- PRONOM is a digital preservation technical registry. It is maintained by The National Archives, UK, though it’s core architecture is little changed since 2004.
- PRONOM’s use in the community is to be a centralised service for file format signatures.
- For every file format that can be identified through the tools that use PRONOM’s signatures, a unique identifier is also given to the user.
PRONOM Unique Identifier (PUID) which are assigned to all formats in the PRONOM registry. There are two primary types, fmt and x-fmt. The latter is the result of a historical error when x-fmt identifiers were made available to the public. A subsequent decision to maintain x-fmt was made in favour of continuity as a standard. There is no longer a semantic difference between identifier types – that is the x- is no longer experimental, it is equivalent to the other type.
PRONOM web services
PRONOM delivers signature files to tools via web services. DROID for example will first use a web-service to check for new signatures. If they exist it will then communicate with a second web service to download those signatures in the form of a 'signature file'. A second type of signature file, Container Signatures, are downloaded via more traditional web based techniques utilizing a web-page’s Last-modified date, to seek new data.
PRONOM can be accessed via XML making it possible to download and remix. The links look like:
DROID Signature File
- A DROID signature file is an XML file that contains a snapshot of PRONOM in its current state.
- Split into two, or three sections (for container signatures), the signature file’s two main components are a list of file formats and metadata, e.g. format MIMEType, and then a mapping to a list of signatures.
- A container signature file contains a third section of ‘trigger PUIDs’ that is, PUIDs that trigger container identification when a match is found.
A PRONOM release happens when a publishing job is run by The National Archives, UK. Importantly, the draft information in the database is published onto the web, and a signature file is created via database stored procedure and uploaded to a location where it can be accessed via web service.
PRONOM Release Notes
The PRONOM release notes are released in XML form and are available from the PRONOM index page on the web. Each release it summaries in terms of:
- New Records: New records for file formats that now have PUIDs
- Updated records: Format records in PRONOM that have had their information updated in some way, including signature changes
- New Signatures: File formats that now have signatures associated with them and can be identified via PRONOM
The email address to send format requests to at The National Archives, UK.
DROID-list Google Group
An open community that is a good first place to start for discussing new file format signatures for PRONOM. Being open, folks are invited to contribute to other’s identification issues. Signatures can be shared and the workload in fixing them shared too. PRONOM development is aided when there is as much information as possible about a file format and its potential signature. This work would all have to be done by their developers otherwise.

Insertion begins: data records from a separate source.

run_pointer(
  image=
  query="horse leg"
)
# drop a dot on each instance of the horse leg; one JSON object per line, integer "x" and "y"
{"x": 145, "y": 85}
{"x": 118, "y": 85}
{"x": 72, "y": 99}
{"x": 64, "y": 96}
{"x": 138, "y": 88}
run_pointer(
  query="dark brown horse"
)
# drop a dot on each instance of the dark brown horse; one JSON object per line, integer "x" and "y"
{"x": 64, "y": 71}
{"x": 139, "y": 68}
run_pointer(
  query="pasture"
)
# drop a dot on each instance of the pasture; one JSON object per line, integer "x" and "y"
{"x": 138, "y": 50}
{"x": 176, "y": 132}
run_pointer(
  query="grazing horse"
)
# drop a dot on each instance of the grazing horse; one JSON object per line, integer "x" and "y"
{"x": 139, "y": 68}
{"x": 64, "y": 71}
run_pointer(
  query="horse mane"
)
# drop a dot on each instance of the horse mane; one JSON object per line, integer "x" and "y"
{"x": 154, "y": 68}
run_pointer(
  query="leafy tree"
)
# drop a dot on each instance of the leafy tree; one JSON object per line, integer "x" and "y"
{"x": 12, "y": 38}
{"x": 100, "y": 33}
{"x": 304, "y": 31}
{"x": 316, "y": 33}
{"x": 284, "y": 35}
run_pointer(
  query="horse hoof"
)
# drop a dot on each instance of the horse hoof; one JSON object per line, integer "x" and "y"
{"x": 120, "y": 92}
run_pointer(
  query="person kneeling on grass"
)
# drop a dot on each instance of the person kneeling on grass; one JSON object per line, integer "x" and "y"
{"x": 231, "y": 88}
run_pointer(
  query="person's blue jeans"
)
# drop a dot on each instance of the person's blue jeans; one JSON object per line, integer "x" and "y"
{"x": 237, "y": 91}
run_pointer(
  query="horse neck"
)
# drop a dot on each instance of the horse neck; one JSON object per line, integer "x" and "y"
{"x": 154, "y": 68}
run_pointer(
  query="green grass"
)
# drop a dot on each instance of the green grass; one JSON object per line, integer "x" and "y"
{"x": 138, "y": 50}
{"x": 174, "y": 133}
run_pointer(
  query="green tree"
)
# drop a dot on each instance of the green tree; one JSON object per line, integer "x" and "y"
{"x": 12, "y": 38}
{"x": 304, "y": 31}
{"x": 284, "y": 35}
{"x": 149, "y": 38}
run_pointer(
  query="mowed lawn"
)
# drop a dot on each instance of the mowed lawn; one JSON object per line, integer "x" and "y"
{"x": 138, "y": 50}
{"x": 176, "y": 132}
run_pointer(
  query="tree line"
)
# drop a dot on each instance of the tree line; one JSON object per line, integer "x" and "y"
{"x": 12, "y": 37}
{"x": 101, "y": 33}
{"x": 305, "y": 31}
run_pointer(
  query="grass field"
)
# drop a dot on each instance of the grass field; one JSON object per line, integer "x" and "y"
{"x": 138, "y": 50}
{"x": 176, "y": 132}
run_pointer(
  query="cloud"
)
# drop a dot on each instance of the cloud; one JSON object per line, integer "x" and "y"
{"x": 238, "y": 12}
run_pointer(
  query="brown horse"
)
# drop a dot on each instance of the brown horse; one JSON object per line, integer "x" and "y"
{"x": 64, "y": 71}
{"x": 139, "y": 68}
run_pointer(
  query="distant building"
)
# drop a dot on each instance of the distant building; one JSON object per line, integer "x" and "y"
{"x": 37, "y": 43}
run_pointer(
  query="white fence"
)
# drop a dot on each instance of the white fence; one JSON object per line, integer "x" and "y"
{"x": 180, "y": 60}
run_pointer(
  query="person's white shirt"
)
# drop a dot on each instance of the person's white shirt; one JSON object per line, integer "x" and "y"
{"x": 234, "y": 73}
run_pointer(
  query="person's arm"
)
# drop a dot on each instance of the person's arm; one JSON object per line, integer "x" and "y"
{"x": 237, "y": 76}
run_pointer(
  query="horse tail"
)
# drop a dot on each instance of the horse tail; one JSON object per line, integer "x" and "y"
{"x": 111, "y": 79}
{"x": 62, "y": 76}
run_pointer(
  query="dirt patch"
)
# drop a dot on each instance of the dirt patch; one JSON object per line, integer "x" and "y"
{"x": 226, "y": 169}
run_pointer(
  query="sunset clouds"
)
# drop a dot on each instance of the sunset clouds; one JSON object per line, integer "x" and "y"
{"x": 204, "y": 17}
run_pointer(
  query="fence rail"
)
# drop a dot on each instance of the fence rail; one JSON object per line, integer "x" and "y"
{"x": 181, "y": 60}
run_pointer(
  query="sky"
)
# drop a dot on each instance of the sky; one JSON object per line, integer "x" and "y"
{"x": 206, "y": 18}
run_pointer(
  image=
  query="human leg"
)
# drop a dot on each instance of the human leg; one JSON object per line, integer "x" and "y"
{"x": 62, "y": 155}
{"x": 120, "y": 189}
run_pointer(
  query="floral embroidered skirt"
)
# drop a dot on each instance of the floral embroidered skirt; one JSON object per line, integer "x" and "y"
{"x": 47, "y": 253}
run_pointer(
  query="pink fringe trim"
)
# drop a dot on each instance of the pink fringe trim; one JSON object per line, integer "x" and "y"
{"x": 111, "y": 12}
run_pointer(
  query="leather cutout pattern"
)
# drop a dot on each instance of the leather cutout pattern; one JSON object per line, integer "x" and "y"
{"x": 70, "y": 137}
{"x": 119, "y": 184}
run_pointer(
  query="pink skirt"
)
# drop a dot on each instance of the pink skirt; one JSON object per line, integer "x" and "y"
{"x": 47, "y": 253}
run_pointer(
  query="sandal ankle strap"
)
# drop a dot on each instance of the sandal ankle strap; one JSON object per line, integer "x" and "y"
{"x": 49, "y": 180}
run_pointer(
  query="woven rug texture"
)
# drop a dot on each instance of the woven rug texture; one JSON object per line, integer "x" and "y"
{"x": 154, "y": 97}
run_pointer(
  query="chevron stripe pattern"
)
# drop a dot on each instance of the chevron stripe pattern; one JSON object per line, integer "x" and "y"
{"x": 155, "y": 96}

DROID was the first client tool to make use of PRONOM signatures. The tool can be pointed at a directory, or directories of files to recurse. The files are then matched against the signatures in the signature file. DROID will return a PUID only for those that do match. For all files DROID outputs other metadata including last-modified date, and checksum if selected.
Fido was the second client tool to make use of a subset of the PRONOM signatures. Fido was created in Python and utilized traditional regular expressions to match file formats with signatures. This meant converting the PRONOM signatures into a format that could be understood by a standard regular expression matching engine. Fido is used in Archivematica and is still maintained as part of the Open Preservation Foundations stewardship.
Siegfried is a more current implementation of a DROID-like tool and utilizes all of the signature information available to DROID. Siegfried uses a different matching algorithm. It will return equivalent metadata. Siegfried has a number of strengths.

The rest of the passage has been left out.